A Warwick university professor is going to watch 10 years of her work take off into the skies tomorrow.

The secrets of turbulence and its effect on drilling for oil, sending messages to submarines and the design of planes could move a step forward with the cluster satellites Rumba and Tango.

RocketThey should be launched from Kazakhstan just after noon, and will then head out about a quarter of the way to the moon, and settle into orbit.

The timing is critical as they have to meet up with two others launched last month, and they could end up in orbit together for between two and four years.

The scheme is very technical for most people to understand, but then this is rocket science!

The professor will be watching the take-off via a video link in London. Prof Sandra Chapman is hoping the second launch tomorrow will be as successful as the previous one in July.

But four years ago, she saw her work explode as the Ariane rocket was blown up after take-off.
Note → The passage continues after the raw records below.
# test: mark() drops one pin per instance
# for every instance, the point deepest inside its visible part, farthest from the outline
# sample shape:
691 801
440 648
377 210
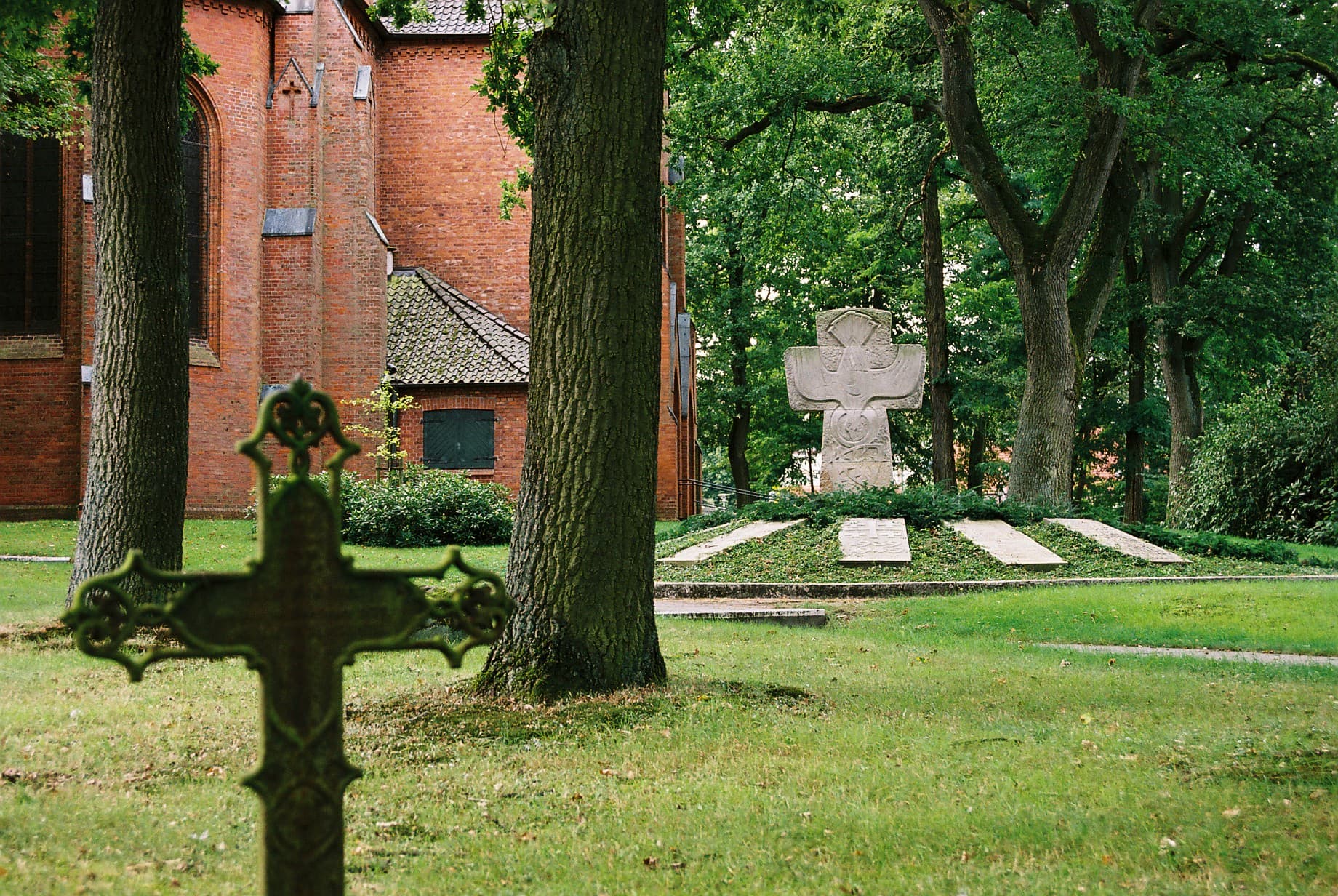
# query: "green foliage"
427 507
422 508
1214 545
1269 468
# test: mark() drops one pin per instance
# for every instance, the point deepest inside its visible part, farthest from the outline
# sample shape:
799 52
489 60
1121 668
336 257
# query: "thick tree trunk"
1134 439
1040 471
737 449
976 459
936 328
1041 253
740 337
135 495
582 556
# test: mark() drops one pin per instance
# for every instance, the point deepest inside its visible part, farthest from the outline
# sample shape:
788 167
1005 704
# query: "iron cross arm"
299 614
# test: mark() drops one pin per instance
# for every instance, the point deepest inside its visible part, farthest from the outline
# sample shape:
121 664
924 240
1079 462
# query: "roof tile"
435 336
449 19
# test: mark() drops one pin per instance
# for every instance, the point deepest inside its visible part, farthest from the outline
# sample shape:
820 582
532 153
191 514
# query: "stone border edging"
870 590
1201 653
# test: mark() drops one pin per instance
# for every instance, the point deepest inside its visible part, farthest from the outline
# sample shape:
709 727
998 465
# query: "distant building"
342 191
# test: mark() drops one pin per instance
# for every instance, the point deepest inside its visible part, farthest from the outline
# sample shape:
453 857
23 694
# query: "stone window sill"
31 347
202 356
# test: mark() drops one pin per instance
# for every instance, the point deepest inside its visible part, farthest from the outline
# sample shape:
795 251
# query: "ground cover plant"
911 745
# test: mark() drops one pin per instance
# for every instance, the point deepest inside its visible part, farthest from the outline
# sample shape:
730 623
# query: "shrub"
1267 470
422 508
426 508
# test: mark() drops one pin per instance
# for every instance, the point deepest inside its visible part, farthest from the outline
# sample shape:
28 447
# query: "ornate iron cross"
297 615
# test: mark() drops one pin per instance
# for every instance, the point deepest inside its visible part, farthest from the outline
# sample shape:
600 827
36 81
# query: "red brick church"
342 186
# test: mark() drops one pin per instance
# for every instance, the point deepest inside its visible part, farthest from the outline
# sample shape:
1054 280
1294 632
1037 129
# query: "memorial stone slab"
299 614
729 539
865 542
1118 539
855 375
1006 545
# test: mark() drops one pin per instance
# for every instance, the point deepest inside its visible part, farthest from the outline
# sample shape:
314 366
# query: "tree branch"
831 108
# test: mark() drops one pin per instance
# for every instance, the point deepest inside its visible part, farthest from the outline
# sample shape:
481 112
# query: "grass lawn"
917 745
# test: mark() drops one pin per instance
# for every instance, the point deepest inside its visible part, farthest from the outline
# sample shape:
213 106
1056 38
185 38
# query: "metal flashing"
289 223
376 226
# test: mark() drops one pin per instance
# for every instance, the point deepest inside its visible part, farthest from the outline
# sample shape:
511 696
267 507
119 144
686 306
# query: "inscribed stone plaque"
865 542
1006 545
1118 540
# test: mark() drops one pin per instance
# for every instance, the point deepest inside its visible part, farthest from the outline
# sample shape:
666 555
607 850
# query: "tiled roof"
435 336
449 19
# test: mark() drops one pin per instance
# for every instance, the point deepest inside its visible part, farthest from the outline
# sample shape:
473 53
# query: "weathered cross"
299 615
855 375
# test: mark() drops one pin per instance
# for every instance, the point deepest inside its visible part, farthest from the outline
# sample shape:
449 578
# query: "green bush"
1267 470
426 508
423 508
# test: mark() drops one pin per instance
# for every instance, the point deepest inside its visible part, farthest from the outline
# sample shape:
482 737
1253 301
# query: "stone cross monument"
299 614
855 375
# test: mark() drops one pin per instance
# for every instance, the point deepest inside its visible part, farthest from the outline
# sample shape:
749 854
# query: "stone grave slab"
721 543
1006 545
865 542
1116 539
737 613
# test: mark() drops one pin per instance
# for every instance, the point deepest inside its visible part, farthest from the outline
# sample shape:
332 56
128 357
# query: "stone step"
865 542
1006 545
1116 539
721 543
727 613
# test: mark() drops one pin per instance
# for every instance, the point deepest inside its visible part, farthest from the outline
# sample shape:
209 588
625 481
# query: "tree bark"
1135 446
1041 255
739 340
135 492
936 328
582 556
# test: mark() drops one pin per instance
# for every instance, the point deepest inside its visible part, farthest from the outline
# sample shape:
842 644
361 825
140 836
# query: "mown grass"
874 756
809 553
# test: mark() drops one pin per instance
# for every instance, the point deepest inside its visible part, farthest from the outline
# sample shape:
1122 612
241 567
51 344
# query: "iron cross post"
297 615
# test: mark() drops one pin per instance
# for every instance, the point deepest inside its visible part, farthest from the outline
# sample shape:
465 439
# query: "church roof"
449 20
435 336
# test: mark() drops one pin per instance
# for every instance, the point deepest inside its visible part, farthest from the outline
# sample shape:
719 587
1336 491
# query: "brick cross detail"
297 615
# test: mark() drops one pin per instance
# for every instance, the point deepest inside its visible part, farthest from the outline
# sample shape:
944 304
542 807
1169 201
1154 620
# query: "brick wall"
441 169
506 401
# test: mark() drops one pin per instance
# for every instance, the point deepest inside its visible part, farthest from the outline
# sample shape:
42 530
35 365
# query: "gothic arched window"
194 146
30 236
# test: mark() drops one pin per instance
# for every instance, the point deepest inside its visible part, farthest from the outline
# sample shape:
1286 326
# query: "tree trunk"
1040 471
135 494
1041 255
737 449
936 327
976 460
1134 440
582 556
740 337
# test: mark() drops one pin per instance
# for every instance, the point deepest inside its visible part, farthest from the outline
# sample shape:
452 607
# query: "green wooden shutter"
460 439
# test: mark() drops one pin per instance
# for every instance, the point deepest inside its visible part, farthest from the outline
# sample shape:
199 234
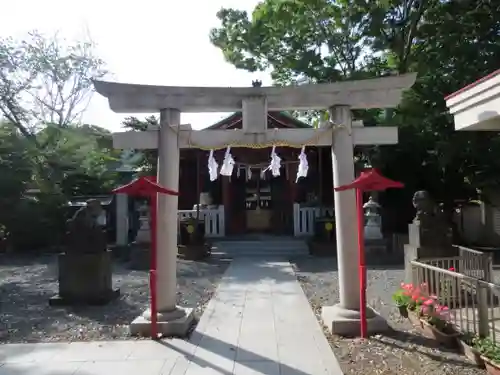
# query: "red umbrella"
143 187
148 188
369 180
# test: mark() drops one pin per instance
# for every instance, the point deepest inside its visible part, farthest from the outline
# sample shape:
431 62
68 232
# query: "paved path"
259 323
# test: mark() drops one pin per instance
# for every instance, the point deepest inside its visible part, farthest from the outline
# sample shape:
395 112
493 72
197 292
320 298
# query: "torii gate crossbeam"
255 102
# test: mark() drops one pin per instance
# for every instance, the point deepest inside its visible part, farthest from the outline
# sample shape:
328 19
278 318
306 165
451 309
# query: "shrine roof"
280 119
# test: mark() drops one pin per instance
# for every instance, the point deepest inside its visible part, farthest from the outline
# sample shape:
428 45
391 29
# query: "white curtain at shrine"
212 166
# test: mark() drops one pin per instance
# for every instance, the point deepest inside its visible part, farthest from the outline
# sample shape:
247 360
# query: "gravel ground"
402 351
27 284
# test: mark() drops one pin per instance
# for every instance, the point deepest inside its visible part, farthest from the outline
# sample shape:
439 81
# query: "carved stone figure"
429 231
85 270
85 234
424 205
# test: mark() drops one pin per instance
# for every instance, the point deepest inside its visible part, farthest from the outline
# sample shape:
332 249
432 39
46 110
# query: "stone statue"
373 225
429 230
424 205
85 231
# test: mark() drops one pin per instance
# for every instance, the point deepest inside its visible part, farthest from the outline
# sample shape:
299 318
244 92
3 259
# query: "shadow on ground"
27 284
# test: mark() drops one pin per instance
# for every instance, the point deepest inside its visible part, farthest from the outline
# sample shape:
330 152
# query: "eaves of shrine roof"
280 119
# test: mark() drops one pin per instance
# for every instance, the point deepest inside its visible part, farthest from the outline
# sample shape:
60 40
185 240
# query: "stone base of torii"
342 134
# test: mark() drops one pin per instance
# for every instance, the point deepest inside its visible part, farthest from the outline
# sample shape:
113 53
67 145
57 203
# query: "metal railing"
473 303
470 262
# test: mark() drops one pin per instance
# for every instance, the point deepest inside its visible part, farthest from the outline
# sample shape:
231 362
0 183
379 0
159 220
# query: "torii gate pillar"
345 317
172 320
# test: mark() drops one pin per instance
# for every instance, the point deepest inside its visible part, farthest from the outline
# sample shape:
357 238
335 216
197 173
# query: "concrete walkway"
259 322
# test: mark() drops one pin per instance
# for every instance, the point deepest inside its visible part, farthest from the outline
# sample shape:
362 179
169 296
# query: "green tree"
146 159
45 80
449 43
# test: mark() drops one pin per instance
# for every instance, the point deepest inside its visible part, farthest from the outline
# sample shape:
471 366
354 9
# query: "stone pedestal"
85 279
175 323
347 322
140 256
344 318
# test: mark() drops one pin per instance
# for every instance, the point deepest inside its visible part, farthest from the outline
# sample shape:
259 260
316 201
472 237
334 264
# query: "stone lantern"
144 232
373 220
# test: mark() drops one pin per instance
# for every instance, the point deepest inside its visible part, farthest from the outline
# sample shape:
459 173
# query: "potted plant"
323 242
192 244
490 353
436 322
402 298
415 299
467 343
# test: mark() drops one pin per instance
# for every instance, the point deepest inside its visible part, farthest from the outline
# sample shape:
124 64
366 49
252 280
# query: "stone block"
140 257
177 326
347 323
85 279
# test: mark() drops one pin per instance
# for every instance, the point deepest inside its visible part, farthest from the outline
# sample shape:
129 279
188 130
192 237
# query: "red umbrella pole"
152 271
362 267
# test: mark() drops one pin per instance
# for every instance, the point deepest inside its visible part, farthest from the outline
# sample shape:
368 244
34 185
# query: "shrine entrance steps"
260 246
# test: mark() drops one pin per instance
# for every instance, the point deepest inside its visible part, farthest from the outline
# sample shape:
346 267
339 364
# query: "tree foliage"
46 155
449 43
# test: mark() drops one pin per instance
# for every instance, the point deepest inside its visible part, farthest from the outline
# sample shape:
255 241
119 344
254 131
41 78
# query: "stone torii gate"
254 102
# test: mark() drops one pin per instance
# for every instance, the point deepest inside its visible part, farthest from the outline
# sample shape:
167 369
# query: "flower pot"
414 318
492 368
471 353
403 310
449 340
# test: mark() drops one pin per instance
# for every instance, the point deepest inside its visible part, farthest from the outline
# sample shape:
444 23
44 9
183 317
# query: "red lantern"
148 188
369 180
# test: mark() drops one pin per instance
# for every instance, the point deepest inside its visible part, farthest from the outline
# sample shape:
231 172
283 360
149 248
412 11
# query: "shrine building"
252 200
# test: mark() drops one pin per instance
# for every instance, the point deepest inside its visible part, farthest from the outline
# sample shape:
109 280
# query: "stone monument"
85 268
140 252
430 236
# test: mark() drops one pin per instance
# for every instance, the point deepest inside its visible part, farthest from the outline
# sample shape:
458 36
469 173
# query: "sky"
147 41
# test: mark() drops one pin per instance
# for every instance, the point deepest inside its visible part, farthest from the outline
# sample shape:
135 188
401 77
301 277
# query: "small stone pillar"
429 235
122 224
140 253
85 268
373 221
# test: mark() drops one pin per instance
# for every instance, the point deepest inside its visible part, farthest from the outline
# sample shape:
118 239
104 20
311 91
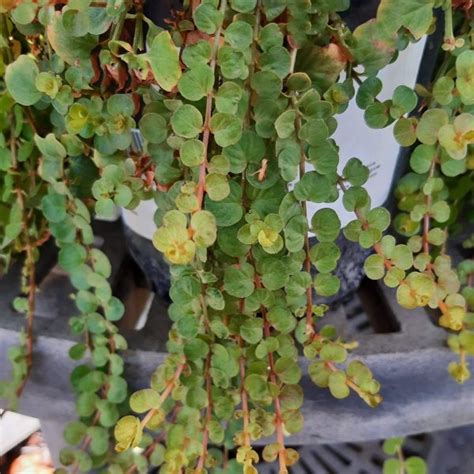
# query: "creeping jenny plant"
235 100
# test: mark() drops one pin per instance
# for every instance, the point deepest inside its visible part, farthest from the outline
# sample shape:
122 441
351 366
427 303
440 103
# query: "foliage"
235 101
400 464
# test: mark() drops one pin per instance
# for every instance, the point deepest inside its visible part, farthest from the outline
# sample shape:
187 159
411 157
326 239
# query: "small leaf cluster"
400 464
237 105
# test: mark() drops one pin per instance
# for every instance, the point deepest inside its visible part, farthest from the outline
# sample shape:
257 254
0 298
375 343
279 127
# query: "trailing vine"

The rocket was malfunctioning and would have crashed, so an engineer pushed a button.

That blew the rocket up taking million of pounds of work by Prof Chapman and others went up in smoke in French Guinea.

She is more confident of a successful launch tomorrow, but more nervy of a successful link up with the satellites already launched.

Earlier this year she became Warwick University’s first female professor of physics. She has been at Warwick five years and thinks the research created by the data coming down from the satellite should keep her busy for anther decade.

Prof Chapman said:

Prof Sandra Chapman“The work is part of the ESA (European Space Agency) and we are actually ahead of the Americans in this field.

“I am about 95 per cent sure that the launch will go ahead Ok, but it is whether it meets up together with the satellites already launched that could be a problem. There is extra fuel on board to correct the problem, but we want to save fuel if we can to keep it going for longer.”

She will be working with colleagues in Sheffield and France to analyse the data.

Prof Chapman drew a comparison with watching four corks bobbing about on the water to watch the effect of turbulence and the height of waves and how they interact with each other.

The professor explained that turbulence around the earth can affect drilling for oil, communications sent to ships on the other side of the globe by bouncing signals off the ionosphere, and the design of aircrafts – and all these could all benefit from the research.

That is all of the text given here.